Lamentably, the four-strong Ed-inferno squad from Edinburgh University, was knocked out in the group levels. The team's coach consecrated to comeback next year with a much better team. Dr Subramanian Ramamoorthy, assistant professor at the School of Informatics, felt that the lack of success was largely due to the fact that the UK has no national RoboCup tournament at which Edinferno could fine tune their hardware, software and strategy. He said, "Almost all the bugs that stopped us were because we were not match ready." By contrast, added Dr Ramamoorthy, opposing teams had taken part in their respective national tournaments and honed their players and team work before reaching the final in Turkey. "I suspect we are one of the few that are here for their first year," he said. In spite of getting knocked out of the tournament in the earlier stages itself, Dr Ramamoorthy said Edinferno had fulfilled many of its goals. "Until this year there was no British team," he said. "And we learned that our core technology is not that bad even though we have not been very successful."

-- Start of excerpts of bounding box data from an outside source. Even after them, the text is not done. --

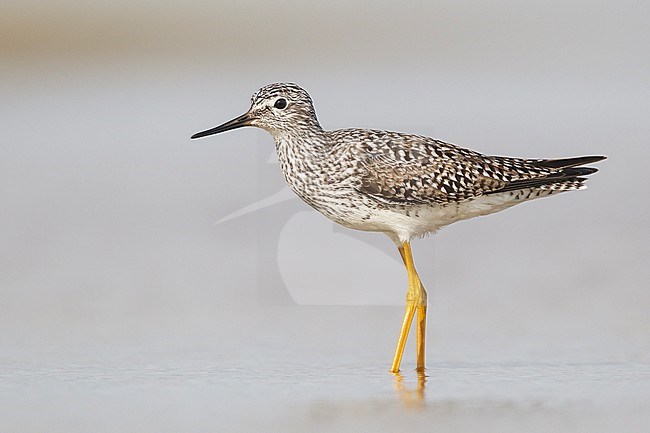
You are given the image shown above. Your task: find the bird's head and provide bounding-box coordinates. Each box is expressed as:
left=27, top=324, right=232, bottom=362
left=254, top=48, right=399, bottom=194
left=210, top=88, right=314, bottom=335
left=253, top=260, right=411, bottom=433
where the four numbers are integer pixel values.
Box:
left=192, top=83, right=320, bottom=138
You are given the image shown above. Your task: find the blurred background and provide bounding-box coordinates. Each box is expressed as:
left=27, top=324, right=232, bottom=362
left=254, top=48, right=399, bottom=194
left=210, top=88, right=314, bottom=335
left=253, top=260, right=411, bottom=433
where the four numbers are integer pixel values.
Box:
left=0, top=0, right=650, bottom=431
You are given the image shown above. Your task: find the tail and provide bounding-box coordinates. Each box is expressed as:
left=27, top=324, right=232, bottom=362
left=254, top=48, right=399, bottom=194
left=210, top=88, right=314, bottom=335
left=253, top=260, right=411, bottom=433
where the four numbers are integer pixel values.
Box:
left=493, top=156, right=607, bottom=193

Edinferno participated in the Stanford Platform League of the RoboCup which ensures ll teams use bipedal robots made by French firm Aldebaran Robotics. Similarly, four other leagues covering software-only simulated soccer as well as small, medium and humanoid teams of robots. The RoboCup is the largest assembly of robots on the planet.

Organizer of the RoboCup, Dr Cetin Mericli, said the event initiated in 1997 right after chess grand master Garry Kasparov was beaten by the IBM Deep Blue supercomputer. Football was decided as a "grand challenge" to focus the research efforts of robot makers and AI experts so the machines they produce get more competent. He said it gave them a benchmark against which to measure their progress and that the issues that need to be resolved to make a good team of football-playing robots are significant to the many areas of human life that those thinking machines will have to tackle when they live and work alongside us. He said, "We want to create robots that are intelligent enough to take care of themselves and to take care of anyone around them so they can be part of our lives."

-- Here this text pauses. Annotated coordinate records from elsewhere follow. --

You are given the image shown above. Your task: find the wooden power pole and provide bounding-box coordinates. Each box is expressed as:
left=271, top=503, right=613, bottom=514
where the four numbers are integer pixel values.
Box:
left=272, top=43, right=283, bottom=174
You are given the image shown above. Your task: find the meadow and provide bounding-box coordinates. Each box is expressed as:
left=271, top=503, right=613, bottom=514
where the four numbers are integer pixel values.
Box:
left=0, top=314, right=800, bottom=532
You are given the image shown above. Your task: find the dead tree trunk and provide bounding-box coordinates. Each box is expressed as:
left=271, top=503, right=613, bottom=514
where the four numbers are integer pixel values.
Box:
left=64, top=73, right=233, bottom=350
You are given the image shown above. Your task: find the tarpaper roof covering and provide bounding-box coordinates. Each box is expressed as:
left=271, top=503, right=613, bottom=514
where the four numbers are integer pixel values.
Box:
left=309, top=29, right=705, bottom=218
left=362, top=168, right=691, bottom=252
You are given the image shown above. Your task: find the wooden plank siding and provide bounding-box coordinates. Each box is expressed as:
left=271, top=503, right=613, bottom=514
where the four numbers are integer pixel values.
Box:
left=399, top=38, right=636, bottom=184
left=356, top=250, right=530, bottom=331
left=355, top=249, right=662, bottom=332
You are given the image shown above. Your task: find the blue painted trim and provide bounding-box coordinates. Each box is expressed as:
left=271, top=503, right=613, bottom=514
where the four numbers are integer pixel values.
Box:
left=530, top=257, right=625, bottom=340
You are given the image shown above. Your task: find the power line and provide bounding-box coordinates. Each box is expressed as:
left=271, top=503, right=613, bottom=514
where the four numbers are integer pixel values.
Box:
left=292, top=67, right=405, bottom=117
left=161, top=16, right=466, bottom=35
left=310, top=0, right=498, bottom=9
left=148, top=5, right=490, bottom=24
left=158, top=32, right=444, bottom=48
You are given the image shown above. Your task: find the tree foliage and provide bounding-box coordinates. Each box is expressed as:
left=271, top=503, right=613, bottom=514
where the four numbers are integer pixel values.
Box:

According to Dr Mericli, this competition will mark the production of smarter robots,  because the rules governing the competitions regularly had to be revised as the machines and their creators got better at walking, recognising objects, avoiding collisions and working together. Pitches were now larger, teams had more number of players and landmarks to help with navigation were being removed as the robots got smarter and played better.

The ultimate objective of having this RoboCup is to produce a team that, by 2050 at the latest, can take on and beat the most recent human Fifa World Cup winning team. Dr Ramamoorthy is in no doubt its a reachable goal. "I think we could get there," he said. "We can make robots that can win that game as all the pieces are here. However, if we did get there, the result would not be just about football. If you had robots that could win that game they would be useful for so many other things."